Louis remonta vers la gare Lille Flandres. Le soleil brûlait, là-haut. Les terrasses des bars étaient pleines. Les rues aussi. Ça gueulait. Ça chantait, parfois. L’ambiance était bon enfant. Il traversa la foule. La chaleur humaine empestait. Des relents de tabac s’abattaient sur son visage. Louis continuait de forcer son passage. Ça jouait des épaules s’il le fallait. Le tempo s’accélérait. Euralille. Les autos arrivaient de tous les côtés. Les bus s’entassaient et ralentissaient la circulation. On klaxonnait, on ouvrait sa vitre pour beugler des insultes pour les plus téméraires. Il faisait chaud, bon dieu. L’avenue le Corbusier était toujours bondée, le monde s’agitait dans tous les sens, ne se préoccupant plus des stops et des temps morts. Néanmoins, l’espace semblait scindé. Près de la bouche du métro, les tziganes et pauvres gens du pays se regroupaient. Ils effrayaient les passants par leur simple présence et leurs trognes de marginaux. Chacun sa crasse, on peut le dire. De l’autre côté, la grande place était toujours noire de monde. Les voyageurs ou autres lillois la traversaient paisiblement, profitant du soleil caressant leur peau. Louis descendit une petite pente menant au grand parc derrière la gare Lille Europe, devant lui, un grand espace de béton, autour duquel régnait une grande étendue de verdure.

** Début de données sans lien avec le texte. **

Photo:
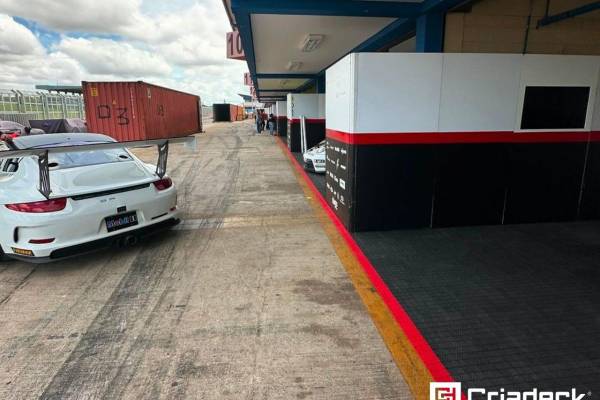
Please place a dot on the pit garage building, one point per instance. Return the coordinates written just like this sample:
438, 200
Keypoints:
439, 112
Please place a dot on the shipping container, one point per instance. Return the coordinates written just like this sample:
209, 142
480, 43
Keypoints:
129, 111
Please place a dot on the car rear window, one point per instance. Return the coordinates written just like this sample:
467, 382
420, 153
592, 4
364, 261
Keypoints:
90, 157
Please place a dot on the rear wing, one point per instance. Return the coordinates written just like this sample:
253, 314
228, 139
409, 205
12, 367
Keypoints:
42, 155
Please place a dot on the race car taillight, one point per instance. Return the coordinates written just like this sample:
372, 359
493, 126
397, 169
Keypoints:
41, 241
163, 184
51, 205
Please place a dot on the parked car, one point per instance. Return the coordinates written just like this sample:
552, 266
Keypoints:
314, 158
99, 198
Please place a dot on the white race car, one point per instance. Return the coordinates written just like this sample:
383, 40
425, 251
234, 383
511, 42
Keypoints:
99, 198
314, 158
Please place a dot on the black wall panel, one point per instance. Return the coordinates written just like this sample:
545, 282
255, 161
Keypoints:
393, 186
281, 126
470, 184
221, 113
545, 180
441, 185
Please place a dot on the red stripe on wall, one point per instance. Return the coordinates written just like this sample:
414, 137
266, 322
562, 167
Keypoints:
462, 137
311, 120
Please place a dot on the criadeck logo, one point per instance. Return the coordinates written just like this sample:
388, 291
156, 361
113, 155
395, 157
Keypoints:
444, 391
453, 391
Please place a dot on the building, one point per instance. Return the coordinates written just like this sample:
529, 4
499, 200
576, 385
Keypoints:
498, 123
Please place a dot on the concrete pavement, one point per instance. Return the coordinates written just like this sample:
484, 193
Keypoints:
246, 299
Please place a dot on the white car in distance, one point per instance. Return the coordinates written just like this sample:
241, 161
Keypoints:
99, 198
314, 158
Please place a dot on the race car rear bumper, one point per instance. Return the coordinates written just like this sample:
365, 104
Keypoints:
95, 245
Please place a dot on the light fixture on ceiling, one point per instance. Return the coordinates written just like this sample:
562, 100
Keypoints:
311, 42
293, 65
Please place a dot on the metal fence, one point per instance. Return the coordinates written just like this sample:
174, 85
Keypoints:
42, 105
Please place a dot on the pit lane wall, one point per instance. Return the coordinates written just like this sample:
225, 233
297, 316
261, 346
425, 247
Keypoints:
432, 140
281, 118
312, 107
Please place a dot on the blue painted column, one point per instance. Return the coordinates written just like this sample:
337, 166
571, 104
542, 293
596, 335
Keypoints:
430, 33
320, 84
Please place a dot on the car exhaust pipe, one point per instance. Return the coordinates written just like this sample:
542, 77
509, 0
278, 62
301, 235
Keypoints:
130, 240
127, 241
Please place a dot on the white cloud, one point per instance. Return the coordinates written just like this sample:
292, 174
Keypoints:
108, 57
17, 40
178, 44
107, 16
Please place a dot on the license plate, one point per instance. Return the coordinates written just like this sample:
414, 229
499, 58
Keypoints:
121, 221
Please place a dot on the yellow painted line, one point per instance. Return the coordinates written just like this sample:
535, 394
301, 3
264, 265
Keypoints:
411, 366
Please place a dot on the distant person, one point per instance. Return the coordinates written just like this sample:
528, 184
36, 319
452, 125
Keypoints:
258, 122
271, 124
263, 116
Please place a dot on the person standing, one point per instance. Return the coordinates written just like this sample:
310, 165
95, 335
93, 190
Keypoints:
271, 124
258, 121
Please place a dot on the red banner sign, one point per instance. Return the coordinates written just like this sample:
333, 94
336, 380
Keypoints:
234, 46
247, 79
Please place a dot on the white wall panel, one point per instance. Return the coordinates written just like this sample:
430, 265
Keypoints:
339, 95
479, 92
322, 105
398, 92
410, 92
281, 108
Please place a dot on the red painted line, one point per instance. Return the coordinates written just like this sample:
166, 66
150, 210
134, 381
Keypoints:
462, 137
437, 370
309, 120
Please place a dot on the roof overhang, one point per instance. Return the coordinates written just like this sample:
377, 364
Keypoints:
272, 33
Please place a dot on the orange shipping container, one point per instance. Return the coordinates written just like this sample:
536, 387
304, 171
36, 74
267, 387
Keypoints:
129, 111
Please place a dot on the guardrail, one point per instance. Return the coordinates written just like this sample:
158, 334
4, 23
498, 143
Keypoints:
40, 105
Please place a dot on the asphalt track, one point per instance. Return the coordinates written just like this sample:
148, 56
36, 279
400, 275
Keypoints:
247, 299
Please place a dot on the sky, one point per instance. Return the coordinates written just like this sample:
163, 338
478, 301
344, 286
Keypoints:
179, 44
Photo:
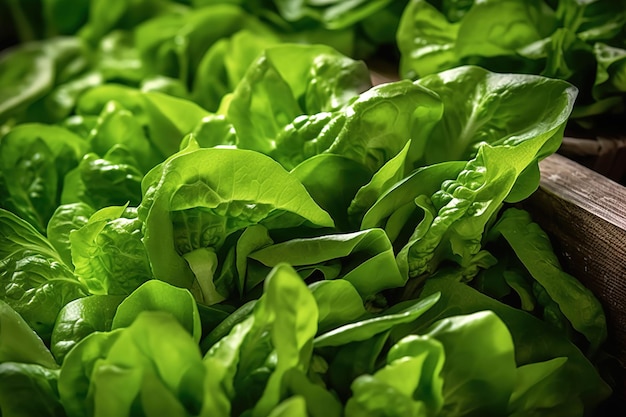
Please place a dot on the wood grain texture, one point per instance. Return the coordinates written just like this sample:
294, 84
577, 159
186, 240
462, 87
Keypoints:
585, 215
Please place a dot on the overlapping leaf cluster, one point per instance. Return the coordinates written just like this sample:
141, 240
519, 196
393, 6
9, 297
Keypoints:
581, 41
201, 216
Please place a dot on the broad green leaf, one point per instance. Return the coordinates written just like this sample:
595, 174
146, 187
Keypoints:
108, 254
28, 389
153, 365
363, 330
533, 382
20, 343
34, 158
426, 40
409, 385
65, 219
207, 194
79, 318
532, 245
292, 311
338, 303
480, 370
155, 295
364, 254
334, 190
291, 80
526, 330
34, 281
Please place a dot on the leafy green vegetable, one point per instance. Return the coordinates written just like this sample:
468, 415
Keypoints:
79, 318
65, 219
533, 247
34, 159
18, 342
159, 296
29, 390
203, 210
130, 366
34, 280
563, 40
108, 253
207, 209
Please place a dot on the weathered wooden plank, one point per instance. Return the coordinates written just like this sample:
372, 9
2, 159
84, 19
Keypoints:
585, 215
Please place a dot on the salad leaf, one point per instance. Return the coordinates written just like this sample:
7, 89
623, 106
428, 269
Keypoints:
363, 254
203, 209
152, 365
294, 80
460, 298
157, 295
533, 247
34, 280
34, 159
65, 219
28, 389
108, 253
363, 330
19, 343
79, 318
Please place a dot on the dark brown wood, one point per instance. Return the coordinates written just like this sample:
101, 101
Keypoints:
585, 215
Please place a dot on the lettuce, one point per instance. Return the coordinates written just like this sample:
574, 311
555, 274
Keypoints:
208, 209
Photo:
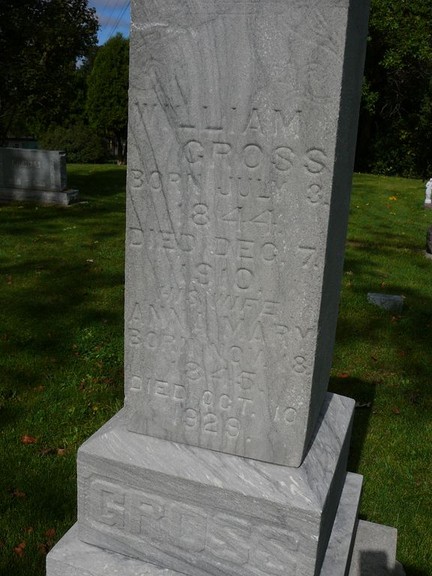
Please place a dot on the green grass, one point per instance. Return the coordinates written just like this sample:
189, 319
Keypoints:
61, 337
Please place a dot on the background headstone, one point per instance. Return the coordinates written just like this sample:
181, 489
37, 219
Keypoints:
34, 175
229, 457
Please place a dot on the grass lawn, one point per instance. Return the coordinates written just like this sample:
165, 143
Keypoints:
61, 337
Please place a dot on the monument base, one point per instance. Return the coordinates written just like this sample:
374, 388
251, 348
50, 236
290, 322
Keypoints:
49, 197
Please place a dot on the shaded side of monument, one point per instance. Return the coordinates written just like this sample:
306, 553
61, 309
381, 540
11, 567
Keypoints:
229, 456
34, 176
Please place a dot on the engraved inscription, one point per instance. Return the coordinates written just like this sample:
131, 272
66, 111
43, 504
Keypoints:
217, 536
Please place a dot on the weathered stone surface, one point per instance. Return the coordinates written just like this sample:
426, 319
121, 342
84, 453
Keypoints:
338, 554
34, 176
63, 198
241, 139
33, 169
72, 557
390, 302
203, 512
375, 551
429, 240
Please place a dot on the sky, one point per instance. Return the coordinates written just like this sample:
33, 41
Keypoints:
113, 16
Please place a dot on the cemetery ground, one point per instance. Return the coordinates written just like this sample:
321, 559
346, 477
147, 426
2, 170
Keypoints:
61, 336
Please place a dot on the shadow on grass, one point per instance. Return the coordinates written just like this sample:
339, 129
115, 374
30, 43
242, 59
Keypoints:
61, 271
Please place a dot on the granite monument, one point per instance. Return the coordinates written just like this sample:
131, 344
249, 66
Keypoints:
229, 456
34, 175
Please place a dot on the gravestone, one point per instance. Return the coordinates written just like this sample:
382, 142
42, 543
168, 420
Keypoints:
229, 456
34, 175
390, 302
428, 192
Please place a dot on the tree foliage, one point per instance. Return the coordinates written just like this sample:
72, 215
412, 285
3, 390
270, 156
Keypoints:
40, 43
107, 95
395, 133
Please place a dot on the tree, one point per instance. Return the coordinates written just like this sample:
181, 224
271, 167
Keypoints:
40, 44
107, 94
395, 133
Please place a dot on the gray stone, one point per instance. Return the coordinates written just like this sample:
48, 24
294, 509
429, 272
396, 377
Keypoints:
375, 551
241, 143
34, 175
389, 302
72, 557
203, 512
429, 240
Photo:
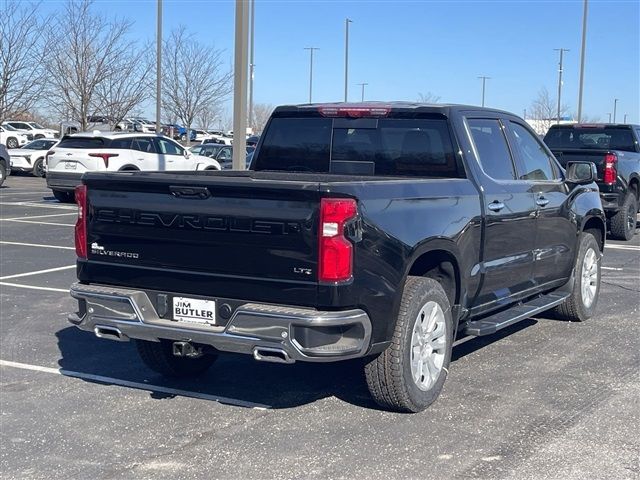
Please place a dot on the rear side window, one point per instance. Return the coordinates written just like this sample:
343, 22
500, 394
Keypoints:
83, 142
492, 148
589, 138
365, 146
536, 161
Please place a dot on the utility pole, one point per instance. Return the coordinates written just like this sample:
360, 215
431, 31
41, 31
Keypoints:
251, 65
159, 67
582, 50
240, 85
561, 50
346, 57
311, 49
362, 85
484, 80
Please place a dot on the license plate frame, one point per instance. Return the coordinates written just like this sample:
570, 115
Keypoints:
193, 311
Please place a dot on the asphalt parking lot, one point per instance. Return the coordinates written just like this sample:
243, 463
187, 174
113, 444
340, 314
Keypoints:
543, 399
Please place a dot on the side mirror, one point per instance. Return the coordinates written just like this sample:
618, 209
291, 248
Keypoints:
581, 173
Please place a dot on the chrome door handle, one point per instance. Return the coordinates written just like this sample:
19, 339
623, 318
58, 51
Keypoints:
495, 206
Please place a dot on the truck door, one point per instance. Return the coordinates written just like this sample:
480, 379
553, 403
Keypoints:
510, 217
556, 239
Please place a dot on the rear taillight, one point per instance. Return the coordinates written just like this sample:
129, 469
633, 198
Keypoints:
81, 223
610, 173
335, 251
104, 156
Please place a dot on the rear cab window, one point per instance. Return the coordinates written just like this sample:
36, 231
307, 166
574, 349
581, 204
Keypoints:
380, 146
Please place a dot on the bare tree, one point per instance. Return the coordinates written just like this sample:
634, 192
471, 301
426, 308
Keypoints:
544, 111
428, 98
206, 116
193, 77
86, 53
261, 113
21, 54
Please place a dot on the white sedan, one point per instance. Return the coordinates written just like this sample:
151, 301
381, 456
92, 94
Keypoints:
30, 158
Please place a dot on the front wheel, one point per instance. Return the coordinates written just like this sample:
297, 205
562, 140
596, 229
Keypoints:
159, 357
408, 376
581, 304
623, 223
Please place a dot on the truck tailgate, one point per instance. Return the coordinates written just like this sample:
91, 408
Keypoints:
205, 234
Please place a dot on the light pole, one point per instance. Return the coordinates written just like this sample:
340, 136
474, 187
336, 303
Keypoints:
362, 85
251, 65
484, 81
311, 49
346, 56
159, 67
240, 74
582, 50
561, 50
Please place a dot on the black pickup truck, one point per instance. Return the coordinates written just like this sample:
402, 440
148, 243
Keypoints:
615, 151
380, 231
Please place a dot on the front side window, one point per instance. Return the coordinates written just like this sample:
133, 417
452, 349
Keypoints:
492, 148
535, 159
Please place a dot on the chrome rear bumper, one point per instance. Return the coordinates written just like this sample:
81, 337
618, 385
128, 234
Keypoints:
302, 334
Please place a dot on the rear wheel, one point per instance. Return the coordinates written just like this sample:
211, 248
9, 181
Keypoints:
64, 197
159, 357
12, 142
623, 223
38, 168
581, 304
409, 375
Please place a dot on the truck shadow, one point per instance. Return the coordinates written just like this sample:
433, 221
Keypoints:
236, 377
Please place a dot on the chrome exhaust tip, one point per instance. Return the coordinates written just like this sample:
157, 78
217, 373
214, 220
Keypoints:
110, 333
269, 354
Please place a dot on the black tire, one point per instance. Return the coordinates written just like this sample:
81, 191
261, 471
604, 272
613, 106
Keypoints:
64, 197
576, 308
159, 357
623, 223
389, 375
3, 173
38, 168
12, 142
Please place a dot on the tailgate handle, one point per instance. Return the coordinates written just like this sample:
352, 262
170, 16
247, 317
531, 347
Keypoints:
190, 192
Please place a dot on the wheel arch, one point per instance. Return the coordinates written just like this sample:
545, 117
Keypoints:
439, 260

Serge était assis sur son banc habituel. Le regard perdu face à la gare Lille Europe. A l’arrivée de Louis, il passa sa main dans ses longs cheveux gris.

-Ciao Louis, tu vas bien ?

Louis haussa les épaules et s’assit à ses côtés. Il rejoignit Serge dans sa contemplation.

-ça fait combien de temps qu’on se connait, Louis, reprit-il.

-25 ans, pas plus, pas moins, répondit-il sans hésiter.

_Va’be, on peut dire qu’on se connait bien maintenant, hein ?

Louis acquiesça, ne voyant pas où le vieil italien voulait en venir.

-Alors, dis-moi qu’est-ce que tu fous avec un sac de voyage à cette heure-ci ?

Louis prit la cannette de 64 posée au pied de Serge, il avala une gorgée et marmonna « J’en sais rien ».

Serge sortit une garrot de la poche de son blouson et l’alluma. Ses ongles étaient longs et jaunis par le tabac. Il prit une bouffée et lâcha un soupir. Ils étaient là, tous les deux, cannette à la main. On aurait dit de ces SDF grillant leur temps dans les squares.

- On a passé notre vie sur les rails, il serait temps d’échanger les rôles, tu crois pas ?

- Et pour aller ou, hein ? Et faire quoi ? J’ai tous vu de cette foutue ville, je l’ai vue grandir, je la vois périr, autant qu’elle m’emporte avec elle !

- ça, c’est à toi de le décider. Je pense que tu vaux mieux que ce tas de béton, tu es encore assez léger pour un envol.

Silence. Une dernière pige ? La première, à vrai dire. Tout envoyer chier, Louis l’avait déjà à moitié décidé en claquant la porte de son appartement. Il se leva, fit quelques pas vers la gare et se retourna, « Tu viens ? »

-Non, moi, je reste ici, dit Serge en achevant sa bière. Louis sourit tristement. Il fit un clin d’œil à son camarade et resserra son couvre-chef. Oui, c’était peut-être ça la solution. Partir.